Chroniques sans tabous sur le monde qui nous entoure

OUI à la précarité... de la vie !

07 avril 2006

La girouette qui dit non

On ne dirige pas un pays assis sur la girouette des manifestations.

Dans un avion, tous les passagers font confiance au pilote. Personne ne lui reproche de voler à 8000m au lieu de 9000m, ou de ne pas faire de virage à droite lors du survol de Neuilly sur Seine. Le pilote a un cap, il trace sa trajectoire en fonction des routes aériennes, des conditions météos, et des éventuels aléas et retards. Ce qu’on lui demande est de tenir ce cap afin d’arriver à destination dans les délais prévus et dans les meilleures conditions de sécurité. Personne ne va le voir toutes les 5 minutes pour lui demander pourquoi il vient de faire un virage à gauche alors que ce n’est pas exactement la direction. Les passagers ne se promènent pas avec des banderoles en disant « non au virage à gauche, vive le virage à droite », et en menaçant d’organiser un vote d’ici 10 minutes pour élire la plus belle hôtesse de l’air qui remplacera le pilote si celui-ci ne suit pas les recommandations indiquées sur leurs banderoles. Chacun reste à sa place, et on arrive à destination, même si l’on a croisé au passage quelques turbulences.

Exprimer une opinion est une chose. Mais il faut laisser les institutions faire leur travail. Chacun pourra exprimer son mécontentement ou sa satisfaction lors des présidentielles de 2007. Mais il faut comprendre qu’il y a un temps pour le vote, et un temps pour l’action. Que chaque vote a un objectif précis et n’est pas un sondage de popularité d’untel ou untel (cf. la confusion des genres lors du référendum sur la constitution européenne). La démocratie, c’est le pouvoir du peuple à élire ses représentants, pas à les empêcher de travailler lorsqu’ils ont été élus légalement.

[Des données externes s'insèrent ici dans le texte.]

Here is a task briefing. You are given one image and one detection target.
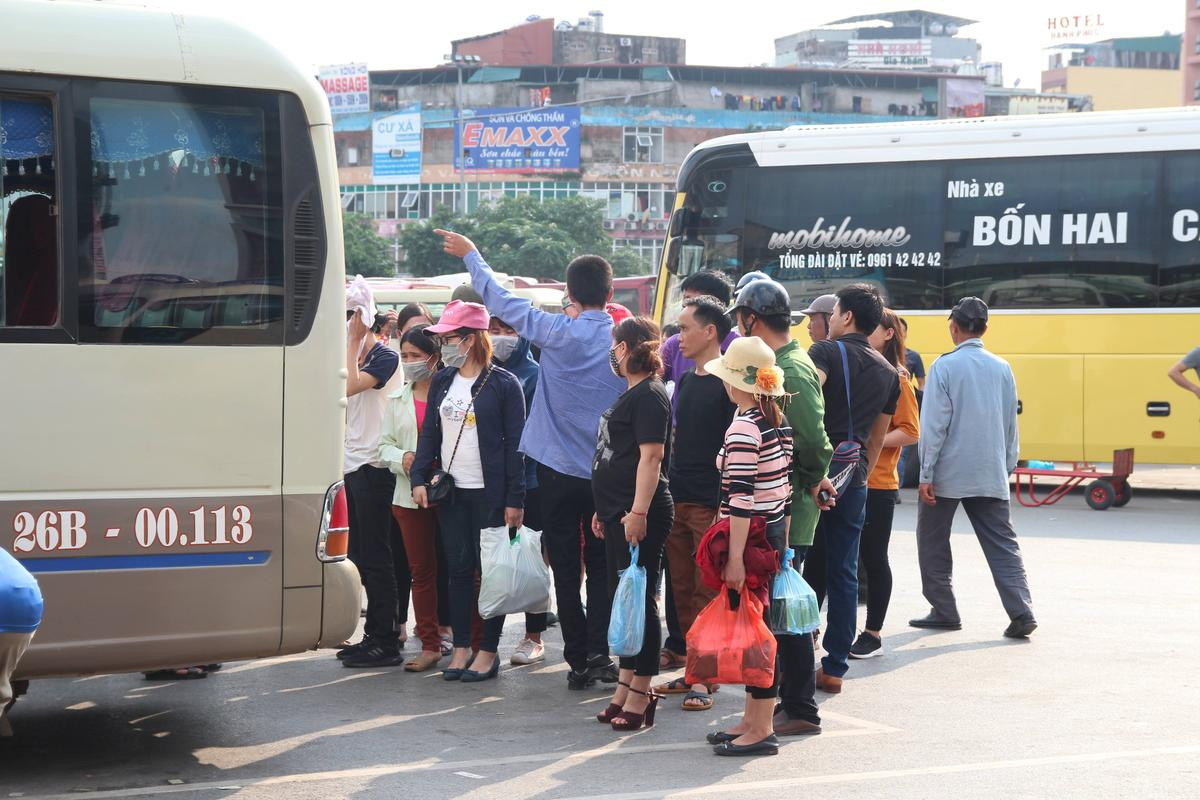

Pour conclure, je vous propose ces quelques mots d’Ezra Suleiman (professor of European studies at Princeton) lus dans Time il y a quelques jours, à propos du CPE et du remue-ménage agitant la France : « It’s pure negativism, and that’s typical of today’s France. No one is suggesting what should be done instead to increase employment. It seems like the only solidarity France can find these days is solidarity in negative action. »

Pour les non anglophones, cela donne quelque chose comme : « C’est du pur négativisme, et c’est emblématique de la France d’aujourd’hui. Personne ne propose quoi que ce soit à la place [du CPE] pour créer des emplois. Il semble que la seule solidarité que la France puisse trouver aujourd’hui est la solidarité dans l’action négative. »

C’est dur mais c’est tellement vrai.

Posté par 2905 à 00:30 - Evolutions - Commentaires [1] - Rétroliens [1] - Permalien [#]

Commentaires

Défendre la démocratie

Dans la tradition républicaine, les institutions et la loi sont sacralisées en tant qu'instruments des libertés fondamentales et de l'ordre public. Les voir ainsi bafouer par ceux qui sont chargés de les faire vivre n'augure rien de bon. C'est affligeant et inquiétant alors que la démocratie doit se défendre contre ses ennemis déclarés.